Not financial advice — for informational and analytical use only. Verify all figures with a qualified professional before acting on them.
Need put-call parity calculator results fast? Analysts, founders, traders and finance professionals use the Put-Call Parity Calculator to skip the spreadsheet and get a defensible answer in one step — free, private and instant.
About Put-Call Parity Calculator
Check parity C − P = S − K·e^(−rT) on live quotes and quantify the arbitrage gap if it's violated. Parity is model-free: it follows from no-arbitrage alone, so 'violations' on real screens almost always mean a dividend before expiry, hard-to-borrow stock, or one stale quote — each of which this gap quantifies. The governing relationship is C − P = S − K·e^(−rT). The Put-Call Parity Calculator computes entirely in your browser — free, private (your figures never leave your device) and instant, recalculating live as you change any input.

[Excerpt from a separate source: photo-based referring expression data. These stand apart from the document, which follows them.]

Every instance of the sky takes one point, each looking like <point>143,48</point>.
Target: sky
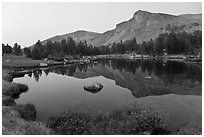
<point>26,23</point>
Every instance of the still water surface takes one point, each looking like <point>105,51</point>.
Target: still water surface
<point>174,87</point>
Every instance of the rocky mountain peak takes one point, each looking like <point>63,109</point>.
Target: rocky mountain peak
<point>141,16</point>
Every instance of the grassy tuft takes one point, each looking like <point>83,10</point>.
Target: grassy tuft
<point>127,120</point>
<point>27,111</point>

How to use Put-Call Parity Calculator
- 1Enter Call price, Put price, Spot price, Strike, Risk-free rate (%), Days to expiry into the Put-Call Parity Calculator.
- 2The result is computed automatically using C − P = S − K·e^(−rT) — there is no button to press.

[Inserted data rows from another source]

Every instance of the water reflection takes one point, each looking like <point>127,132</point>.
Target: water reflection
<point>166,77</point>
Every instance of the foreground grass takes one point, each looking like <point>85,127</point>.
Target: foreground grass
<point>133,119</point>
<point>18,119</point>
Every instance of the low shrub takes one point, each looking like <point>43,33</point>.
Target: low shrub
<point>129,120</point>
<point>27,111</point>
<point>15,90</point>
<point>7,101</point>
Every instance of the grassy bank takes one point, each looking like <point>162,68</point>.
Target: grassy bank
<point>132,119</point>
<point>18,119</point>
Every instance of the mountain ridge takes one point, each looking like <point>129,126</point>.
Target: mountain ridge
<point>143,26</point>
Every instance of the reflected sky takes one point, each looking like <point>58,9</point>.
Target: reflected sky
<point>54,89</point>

- 3Change any input to model a different scenario, then copy or share the result.
Why use Put-Call Parity Calculator?
- ✓Computes put-call parity calculator instantly with the correct formula — no spreadsheet needed
- ✓100% free and unlimited, with no sign-up, login or paywall
- ✓Runs entirely in your browser, so the figures you enter stay private
- ✓Shows the formula, a live worked example and references so you can defend the number
Frequently asked questions
What is the formula behind the Put-Call Parity Calculator?+
Put-Call Parity Calculator uses C − P = S − K·e^(−rT). Parity is model-free: it follows from no-arbitrage alone, so 'violations' on real screens almost always mean a dividend before expiry, hard-to-borrow stock, or one stale quote — each of which this gap quantifies. The tool substitutes your actual inputs into this relationship and shows the worked example step by step.
What inputs does the Put-Call Parity Calculator need?+
Enter Call price, Put price, Spot price, Strike, Risk-free rate (%), Days to expiry and the result updates immediately — there is no button to press. Change any value to model a different scenario in real time.
Is the Put-Call Parity Calculator free, and is my data private?+
Yes — it is completely free with no sign-up or usage limit, and it runs entirely in your browser, so the numbers you enter are never uploaded or stored on any server. It is for informational and analytical use, not financial advice.
What is the Put-Call Parity Calculator based on?+
The method follows authoritative sources: Stoll (1969) — the relationship between put and call prices. The formula and references are shown on the page so you can verify and cite the result.